Femme de plume, Femme de jardin : Colette
Sentir, humer, admirer, observer le jardin à travers la plume d'une femme, celle de Colette.....c'est ce que je vous propose aujourd'hui.
Colette décrit de façon presque lyrique le jardin de son enfance, entretenu, orchestré, par sa mère Sidonie:
"ô géraniums, ô digitales.... Celles-ci fusant des bois-taillis, ceux-là en rampe allumés au long de la terrasse, c'est de votre reflet que ma joue d'enfant reçut un don vermeil...."
"...Car Sido aimait au jardin le rouge, le rose, les sanguines filles du rosier, de la croix-de-Malte, et même du coqueret-alkérenge..."
Un autre jardin est dépeint dans "Sido", celui d'Adrienne; il apparaît comme un espace dans lequel les plantes font ce qu'elles veulent et poussent de façon sauvage et folle:
"Sa maison lui ressemblait par le désordre et par une grâce qui se refuse aux sites et aux êtres policés. Pour fuir l'humide et funéraire pénombre, la verdure étouffante, roses et glycines, dans son jardin, escaladaient les ifs, gagnaient le soleil par des efforts d'ascension et des dépenses d'énergie qui réduisaient leurs tiges-mères, étirées, à une nudité de reptiles... Mille roses, réfugiées au sommet des arbres, fleurissaient hors d'atteinte, parmi des glycines à longues gouttes de fleurs et des bignoniers pourpres, victorieux ennemis des clématites épuisées..."
Et puis, je ne résiste pas à l'envie de citer la fameuse lettre de Sido à son gendre, le mari de Colette, qui l'invite à venir passer quelques jours chez sa fille:
" Monsieur,
Vous me demandez de venir passer une huitaine de jours chez vous, c'est à dire auprès de ma fille que j'adore... Pourtant, je n'accepterai pas votre aimable invitation, du moins pas maintenant. Voici pourquoi : mon cactus rose va probablement fleurir. C'est une plante très rare, que l'on m'a donnée, et qui, m'a-t-on dit, ne fleurit sous nos climats que tous les quatre ans. Or, je suis déjà une très vieille femme, et, si je m'absentais pendant que mon cactus rose va fleurir, je suis certaine de ne pas le voir refleurir une autre fois."
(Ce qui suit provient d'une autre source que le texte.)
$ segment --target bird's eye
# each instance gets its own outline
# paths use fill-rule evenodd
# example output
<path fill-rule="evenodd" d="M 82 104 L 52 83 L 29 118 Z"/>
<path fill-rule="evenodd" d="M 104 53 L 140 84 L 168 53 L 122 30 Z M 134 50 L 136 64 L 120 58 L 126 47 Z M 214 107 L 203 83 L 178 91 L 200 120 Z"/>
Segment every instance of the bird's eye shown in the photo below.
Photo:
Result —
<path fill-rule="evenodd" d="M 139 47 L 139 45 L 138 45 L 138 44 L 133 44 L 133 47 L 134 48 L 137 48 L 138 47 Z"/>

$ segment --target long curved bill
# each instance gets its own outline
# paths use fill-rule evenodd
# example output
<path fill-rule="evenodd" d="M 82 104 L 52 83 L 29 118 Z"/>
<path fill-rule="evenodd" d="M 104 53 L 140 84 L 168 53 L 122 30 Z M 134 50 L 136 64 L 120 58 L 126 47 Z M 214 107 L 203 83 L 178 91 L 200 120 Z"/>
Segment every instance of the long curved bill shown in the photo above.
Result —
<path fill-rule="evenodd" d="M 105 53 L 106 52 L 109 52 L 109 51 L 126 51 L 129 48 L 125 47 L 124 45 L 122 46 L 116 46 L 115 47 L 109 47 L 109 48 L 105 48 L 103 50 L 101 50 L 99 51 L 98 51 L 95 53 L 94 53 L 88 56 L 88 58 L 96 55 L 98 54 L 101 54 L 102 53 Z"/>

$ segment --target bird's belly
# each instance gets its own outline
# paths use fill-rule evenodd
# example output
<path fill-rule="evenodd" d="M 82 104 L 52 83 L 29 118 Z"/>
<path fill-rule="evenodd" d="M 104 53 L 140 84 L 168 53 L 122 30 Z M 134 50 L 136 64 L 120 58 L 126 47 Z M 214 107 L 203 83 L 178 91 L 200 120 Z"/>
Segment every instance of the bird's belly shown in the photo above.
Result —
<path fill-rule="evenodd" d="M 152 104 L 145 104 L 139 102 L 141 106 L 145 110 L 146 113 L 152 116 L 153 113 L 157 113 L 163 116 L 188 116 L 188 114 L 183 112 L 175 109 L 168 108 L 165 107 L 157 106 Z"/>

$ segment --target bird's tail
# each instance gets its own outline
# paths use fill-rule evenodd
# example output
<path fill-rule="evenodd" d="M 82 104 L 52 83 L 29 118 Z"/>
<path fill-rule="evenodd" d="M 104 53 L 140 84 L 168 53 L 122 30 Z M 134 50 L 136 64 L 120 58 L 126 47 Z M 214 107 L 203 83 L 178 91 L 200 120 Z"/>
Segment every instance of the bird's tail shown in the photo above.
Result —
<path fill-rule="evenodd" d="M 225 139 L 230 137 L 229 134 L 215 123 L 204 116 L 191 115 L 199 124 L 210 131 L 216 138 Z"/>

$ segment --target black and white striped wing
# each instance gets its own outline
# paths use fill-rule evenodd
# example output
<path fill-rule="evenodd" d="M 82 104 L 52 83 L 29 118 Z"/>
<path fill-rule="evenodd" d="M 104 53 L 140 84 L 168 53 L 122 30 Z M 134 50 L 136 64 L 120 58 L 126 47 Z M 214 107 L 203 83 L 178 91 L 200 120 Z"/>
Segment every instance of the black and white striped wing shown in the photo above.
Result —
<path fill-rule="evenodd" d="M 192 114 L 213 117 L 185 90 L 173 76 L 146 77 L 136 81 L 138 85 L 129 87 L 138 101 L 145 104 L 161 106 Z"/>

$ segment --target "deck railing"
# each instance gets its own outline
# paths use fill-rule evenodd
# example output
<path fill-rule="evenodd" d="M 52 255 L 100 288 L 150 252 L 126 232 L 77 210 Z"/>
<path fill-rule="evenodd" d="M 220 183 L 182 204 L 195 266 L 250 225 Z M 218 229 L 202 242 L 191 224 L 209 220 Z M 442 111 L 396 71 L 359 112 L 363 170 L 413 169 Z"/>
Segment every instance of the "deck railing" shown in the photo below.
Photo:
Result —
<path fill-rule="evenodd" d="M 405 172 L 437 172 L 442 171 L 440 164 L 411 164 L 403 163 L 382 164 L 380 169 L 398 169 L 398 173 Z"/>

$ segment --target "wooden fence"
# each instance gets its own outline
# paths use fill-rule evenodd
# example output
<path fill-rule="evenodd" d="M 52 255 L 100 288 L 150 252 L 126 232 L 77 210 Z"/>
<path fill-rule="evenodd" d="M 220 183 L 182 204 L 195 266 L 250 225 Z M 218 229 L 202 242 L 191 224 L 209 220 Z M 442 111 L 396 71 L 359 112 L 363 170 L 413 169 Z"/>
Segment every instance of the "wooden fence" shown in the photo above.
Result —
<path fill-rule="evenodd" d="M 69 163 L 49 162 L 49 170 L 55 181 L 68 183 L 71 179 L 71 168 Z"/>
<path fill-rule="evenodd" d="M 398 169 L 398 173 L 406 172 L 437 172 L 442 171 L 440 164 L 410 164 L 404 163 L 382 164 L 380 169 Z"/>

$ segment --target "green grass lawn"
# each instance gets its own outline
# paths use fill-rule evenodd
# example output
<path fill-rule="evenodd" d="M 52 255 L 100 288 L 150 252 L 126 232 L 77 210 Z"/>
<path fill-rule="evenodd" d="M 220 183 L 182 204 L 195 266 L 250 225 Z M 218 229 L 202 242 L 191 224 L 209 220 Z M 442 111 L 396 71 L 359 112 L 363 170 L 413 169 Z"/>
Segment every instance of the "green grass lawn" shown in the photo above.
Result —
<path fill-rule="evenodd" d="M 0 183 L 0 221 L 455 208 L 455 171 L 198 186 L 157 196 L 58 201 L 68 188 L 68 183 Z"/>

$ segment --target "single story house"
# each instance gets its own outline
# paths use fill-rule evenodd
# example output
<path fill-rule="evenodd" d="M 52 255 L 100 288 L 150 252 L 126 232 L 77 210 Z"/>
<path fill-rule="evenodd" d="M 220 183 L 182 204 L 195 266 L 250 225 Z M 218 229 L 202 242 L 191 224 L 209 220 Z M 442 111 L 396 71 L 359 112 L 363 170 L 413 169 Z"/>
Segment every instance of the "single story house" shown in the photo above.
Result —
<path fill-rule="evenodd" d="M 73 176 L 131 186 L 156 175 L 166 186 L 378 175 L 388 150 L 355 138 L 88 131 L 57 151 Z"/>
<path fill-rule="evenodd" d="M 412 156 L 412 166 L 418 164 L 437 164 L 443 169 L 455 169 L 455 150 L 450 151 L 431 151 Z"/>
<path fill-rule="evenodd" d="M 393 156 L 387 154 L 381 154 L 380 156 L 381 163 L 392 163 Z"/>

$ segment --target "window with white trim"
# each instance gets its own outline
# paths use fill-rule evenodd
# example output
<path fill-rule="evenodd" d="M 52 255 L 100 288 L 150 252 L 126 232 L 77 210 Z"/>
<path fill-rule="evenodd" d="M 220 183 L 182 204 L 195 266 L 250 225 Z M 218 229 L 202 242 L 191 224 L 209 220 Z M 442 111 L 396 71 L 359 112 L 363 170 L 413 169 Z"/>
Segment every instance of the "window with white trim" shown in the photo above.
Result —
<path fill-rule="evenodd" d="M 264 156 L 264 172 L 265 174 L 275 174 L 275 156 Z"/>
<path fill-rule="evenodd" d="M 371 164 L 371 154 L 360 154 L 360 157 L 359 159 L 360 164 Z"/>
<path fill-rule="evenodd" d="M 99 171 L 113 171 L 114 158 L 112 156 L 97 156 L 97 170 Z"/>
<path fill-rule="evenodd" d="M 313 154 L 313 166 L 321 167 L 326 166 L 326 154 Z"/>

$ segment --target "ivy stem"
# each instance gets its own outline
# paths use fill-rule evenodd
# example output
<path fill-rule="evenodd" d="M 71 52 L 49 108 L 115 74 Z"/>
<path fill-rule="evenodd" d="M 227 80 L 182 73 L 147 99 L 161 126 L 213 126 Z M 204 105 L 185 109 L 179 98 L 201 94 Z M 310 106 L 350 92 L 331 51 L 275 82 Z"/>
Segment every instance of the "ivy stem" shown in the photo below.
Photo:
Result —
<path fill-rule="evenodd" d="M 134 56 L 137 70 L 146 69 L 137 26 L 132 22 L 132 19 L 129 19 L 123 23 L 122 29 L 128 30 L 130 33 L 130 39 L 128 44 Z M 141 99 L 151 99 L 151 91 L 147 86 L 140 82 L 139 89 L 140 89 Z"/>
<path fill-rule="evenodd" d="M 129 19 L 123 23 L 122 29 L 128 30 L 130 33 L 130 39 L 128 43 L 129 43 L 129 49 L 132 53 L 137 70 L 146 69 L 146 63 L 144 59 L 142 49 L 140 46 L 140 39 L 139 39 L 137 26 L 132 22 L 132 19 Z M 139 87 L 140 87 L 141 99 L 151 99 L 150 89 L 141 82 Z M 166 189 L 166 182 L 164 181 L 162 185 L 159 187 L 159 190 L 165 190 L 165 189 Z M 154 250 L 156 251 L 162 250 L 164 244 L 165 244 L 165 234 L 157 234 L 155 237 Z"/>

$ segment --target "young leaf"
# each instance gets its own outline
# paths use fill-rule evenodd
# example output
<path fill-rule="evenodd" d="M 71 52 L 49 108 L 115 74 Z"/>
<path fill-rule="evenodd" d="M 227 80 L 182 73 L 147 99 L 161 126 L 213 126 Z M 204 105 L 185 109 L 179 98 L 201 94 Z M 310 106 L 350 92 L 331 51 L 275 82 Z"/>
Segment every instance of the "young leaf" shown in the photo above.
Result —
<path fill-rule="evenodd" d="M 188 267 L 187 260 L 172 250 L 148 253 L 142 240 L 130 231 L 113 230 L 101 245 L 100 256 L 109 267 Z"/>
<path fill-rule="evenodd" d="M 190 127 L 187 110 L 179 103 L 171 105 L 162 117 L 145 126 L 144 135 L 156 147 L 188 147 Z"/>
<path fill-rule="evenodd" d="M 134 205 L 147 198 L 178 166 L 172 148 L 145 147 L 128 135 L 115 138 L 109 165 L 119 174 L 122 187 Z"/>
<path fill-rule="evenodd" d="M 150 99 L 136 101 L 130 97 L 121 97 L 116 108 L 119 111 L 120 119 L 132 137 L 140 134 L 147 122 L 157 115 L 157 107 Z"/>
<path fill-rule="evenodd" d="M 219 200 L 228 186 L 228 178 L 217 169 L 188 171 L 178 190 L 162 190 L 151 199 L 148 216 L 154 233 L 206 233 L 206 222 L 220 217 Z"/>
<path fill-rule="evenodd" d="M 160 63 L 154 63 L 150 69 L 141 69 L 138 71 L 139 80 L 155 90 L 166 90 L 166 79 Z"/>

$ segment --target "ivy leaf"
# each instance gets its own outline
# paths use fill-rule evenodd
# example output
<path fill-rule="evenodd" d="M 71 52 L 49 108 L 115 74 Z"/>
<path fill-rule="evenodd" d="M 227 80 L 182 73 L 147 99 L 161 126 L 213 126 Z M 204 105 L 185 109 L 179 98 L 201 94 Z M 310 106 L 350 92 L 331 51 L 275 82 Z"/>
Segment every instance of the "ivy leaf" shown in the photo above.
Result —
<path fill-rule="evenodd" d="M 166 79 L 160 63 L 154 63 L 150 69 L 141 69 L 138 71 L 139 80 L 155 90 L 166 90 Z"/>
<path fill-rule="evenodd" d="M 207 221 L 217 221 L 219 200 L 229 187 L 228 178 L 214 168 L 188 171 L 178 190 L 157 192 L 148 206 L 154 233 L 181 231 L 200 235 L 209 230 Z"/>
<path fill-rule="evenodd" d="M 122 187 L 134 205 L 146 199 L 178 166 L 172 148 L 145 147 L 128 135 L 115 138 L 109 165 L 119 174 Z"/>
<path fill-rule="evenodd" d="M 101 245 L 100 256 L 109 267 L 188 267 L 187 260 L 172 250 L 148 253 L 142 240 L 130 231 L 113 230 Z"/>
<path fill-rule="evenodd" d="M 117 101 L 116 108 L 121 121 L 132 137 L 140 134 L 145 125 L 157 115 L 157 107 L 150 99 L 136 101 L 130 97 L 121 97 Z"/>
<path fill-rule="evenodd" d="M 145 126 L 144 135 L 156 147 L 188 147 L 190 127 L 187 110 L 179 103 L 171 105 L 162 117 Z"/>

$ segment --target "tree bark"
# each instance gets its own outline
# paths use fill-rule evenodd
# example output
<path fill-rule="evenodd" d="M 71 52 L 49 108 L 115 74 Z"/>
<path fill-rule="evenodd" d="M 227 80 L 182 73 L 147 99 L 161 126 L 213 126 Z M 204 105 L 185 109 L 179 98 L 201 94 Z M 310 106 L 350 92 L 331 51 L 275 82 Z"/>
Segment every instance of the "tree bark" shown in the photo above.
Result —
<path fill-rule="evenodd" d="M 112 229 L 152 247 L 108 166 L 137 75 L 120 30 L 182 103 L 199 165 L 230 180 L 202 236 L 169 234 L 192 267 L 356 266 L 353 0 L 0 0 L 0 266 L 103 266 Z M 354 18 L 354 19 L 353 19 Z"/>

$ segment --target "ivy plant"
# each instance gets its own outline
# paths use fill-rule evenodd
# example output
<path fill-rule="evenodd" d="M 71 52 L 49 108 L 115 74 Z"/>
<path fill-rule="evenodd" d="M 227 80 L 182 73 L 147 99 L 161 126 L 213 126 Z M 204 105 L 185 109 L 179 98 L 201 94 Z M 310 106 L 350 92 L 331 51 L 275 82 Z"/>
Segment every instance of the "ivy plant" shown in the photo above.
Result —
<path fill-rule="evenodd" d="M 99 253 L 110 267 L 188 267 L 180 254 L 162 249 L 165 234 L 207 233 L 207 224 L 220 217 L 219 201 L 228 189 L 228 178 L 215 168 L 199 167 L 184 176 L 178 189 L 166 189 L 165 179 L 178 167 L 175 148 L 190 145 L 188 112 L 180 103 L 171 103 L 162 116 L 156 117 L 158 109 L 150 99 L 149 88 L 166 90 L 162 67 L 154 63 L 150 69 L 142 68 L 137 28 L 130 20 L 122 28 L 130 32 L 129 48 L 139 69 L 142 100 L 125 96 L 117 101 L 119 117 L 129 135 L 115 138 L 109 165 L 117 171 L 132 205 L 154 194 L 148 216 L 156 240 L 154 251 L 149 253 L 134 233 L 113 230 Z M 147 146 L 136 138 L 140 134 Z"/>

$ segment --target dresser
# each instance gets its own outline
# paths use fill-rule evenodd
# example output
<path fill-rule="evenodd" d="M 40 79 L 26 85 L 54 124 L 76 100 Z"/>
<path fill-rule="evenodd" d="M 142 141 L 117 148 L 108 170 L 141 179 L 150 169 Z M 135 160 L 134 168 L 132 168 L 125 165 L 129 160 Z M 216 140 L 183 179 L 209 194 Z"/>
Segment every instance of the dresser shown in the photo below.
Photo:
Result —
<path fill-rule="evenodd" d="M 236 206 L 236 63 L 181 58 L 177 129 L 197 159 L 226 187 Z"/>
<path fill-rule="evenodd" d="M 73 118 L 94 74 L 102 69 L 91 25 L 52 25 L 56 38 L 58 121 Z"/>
Colette, à propos de cette lettre, a écrit un magnifique texte dans "La naissance du jour":
"Puissé-je n'oublier jamais que je suis la fille d'une telle femme qui penchait, tremblante, toutes ses rides éblouies entre les sabres d'un cactus sur une promesse de fleur, une telle femme qui ne cessa elle-même d'éclore, infatigablement, pendant trois quarts de siècle."
Toute la beauté de la nature et du temps qui passe réside là, dans ces mots qui célèbrent la vie.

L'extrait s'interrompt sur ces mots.